Oil prices fell below $25/bbl last week as the market grappled with impact of a price war between Russia and Saudi Arabia as well as rising expectations for COVID-19 oil demand destruction. The inconvenient overlap of a demand and supply shock means the oil market will be severely oversupplied in 2Q20, so much so that some fear overwhelming storage capacity and infrastructure. Prices may need to fall far enough to encourage operators to proactively shut-in production.
But how do you make that decision?
In the simplest economic terms, this is a cost avoidance exercise: At some threshold the cost of producing an additional barrel exceeds its value. Practically, this is more complicated. There is often a cost to restarting wells (cleanouts, etc.), so operators may choose to accept some short-term pain instead over incurring additional future costs. Recovery techniques such as steam injection or water-flooding may be irreparably disrupted if the well is shut-in for prolonged periods, permanently damaging an asset.
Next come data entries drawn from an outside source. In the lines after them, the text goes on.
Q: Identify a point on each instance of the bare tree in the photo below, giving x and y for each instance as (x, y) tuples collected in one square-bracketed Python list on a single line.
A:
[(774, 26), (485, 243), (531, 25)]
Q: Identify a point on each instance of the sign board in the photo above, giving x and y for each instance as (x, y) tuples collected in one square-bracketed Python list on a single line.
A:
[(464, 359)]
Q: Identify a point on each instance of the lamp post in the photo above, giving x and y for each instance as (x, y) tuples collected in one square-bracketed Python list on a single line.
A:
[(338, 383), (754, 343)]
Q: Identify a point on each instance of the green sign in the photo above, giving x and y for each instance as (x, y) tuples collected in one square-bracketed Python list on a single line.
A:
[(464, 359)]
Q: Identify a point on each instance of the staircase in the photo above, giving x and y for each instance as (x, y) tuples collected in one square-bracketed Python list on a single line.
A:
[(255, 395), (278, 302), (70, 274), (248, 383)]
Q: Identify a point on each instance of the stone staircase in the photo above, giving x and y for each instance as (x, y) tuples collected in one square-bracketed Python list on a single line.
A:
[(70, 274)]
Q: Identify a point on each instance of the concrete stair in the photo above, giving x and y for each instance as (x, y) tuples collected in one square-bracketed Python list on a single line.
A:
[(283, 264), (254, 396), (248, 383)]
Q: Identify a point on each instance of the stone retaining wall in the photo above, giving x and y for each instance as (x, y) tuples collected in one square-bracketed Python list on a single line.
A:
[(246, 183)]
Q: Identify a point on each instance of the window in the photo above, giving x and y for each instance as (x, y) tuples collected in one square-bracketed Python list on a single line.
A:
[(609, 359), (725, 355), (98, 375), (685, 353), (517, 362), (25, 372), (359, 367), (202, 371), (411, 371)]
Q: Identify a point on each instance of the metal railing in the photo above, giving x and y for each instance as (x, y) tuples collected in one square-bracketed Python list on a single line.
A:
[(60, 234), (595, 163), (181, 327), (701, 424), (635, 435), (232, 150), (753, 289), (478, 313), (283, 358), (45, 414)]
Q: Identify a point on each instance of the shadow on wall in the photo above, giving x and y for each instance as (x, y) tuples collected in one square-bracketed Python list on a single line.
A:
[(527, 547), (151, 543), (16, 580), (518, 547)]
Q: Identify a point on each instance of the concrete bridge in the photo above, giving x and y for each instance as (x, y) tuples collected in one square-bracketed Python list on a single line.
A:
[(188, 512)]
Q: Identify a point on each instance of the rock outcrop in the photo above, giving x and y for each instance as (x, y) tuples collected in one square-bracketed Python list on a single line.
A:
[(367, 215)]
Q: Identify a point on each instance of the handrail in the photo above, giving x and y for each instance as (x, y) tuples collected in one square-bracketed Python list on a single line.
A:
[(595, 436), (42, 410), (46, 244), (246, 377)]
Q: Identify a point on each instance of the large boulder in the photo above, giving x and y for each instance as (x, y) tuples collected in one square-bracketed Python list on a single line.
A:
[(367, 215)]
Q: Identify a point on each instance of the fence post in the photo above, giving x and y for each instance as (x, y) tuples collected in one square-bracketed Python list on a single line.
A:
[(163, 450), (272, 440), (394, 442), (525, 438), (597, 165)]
Then there is the sticky question of variable costs. What cash outlays do you really avoid by forgoing that incremental barrel? Not the surface lease rental (unless you abandon and reclaim), maybe the labor (if the operator becomes redundant), but certainly the cost of handling produced water. A lot of this depends on the expected duration of low prices and the operational setup.
Factors like these make the shut-in decision difficult and one operators are often reluctant to make. But sometimes prices fall far enough that they do.
Wells most at risk of shut-in are those with the highest costs. Wells that produce at low rates generally incur high unit operating costs due to a fixed cost associated with operating an oil well. Wells that RSEG tags as liquids-rich gas (producing 10-40% wellhead liquids) or oil (producing 40% wellhead liquids or higher) and producing less than 50 bbl/d flowed an estimated 2.8 MMbbl/d as of December 2019. Of this, 0.65 MMbbl/d came from wells producing 5 bbl/d or less. Another 0.39 MMbbl/d was associated with wells producing 5-10 bbl/d. Wells producing 10-20 bbl/d represented 0.58 MMbbl/d, and 0.58 was generated by wells producing 10-20 bbl/d (Figure 1). Wells in these groups accounted for a combined 1.6 MMbbl/d, and we believe they are among the highest risk of shut-in if prices fall far enough and stay there long enough.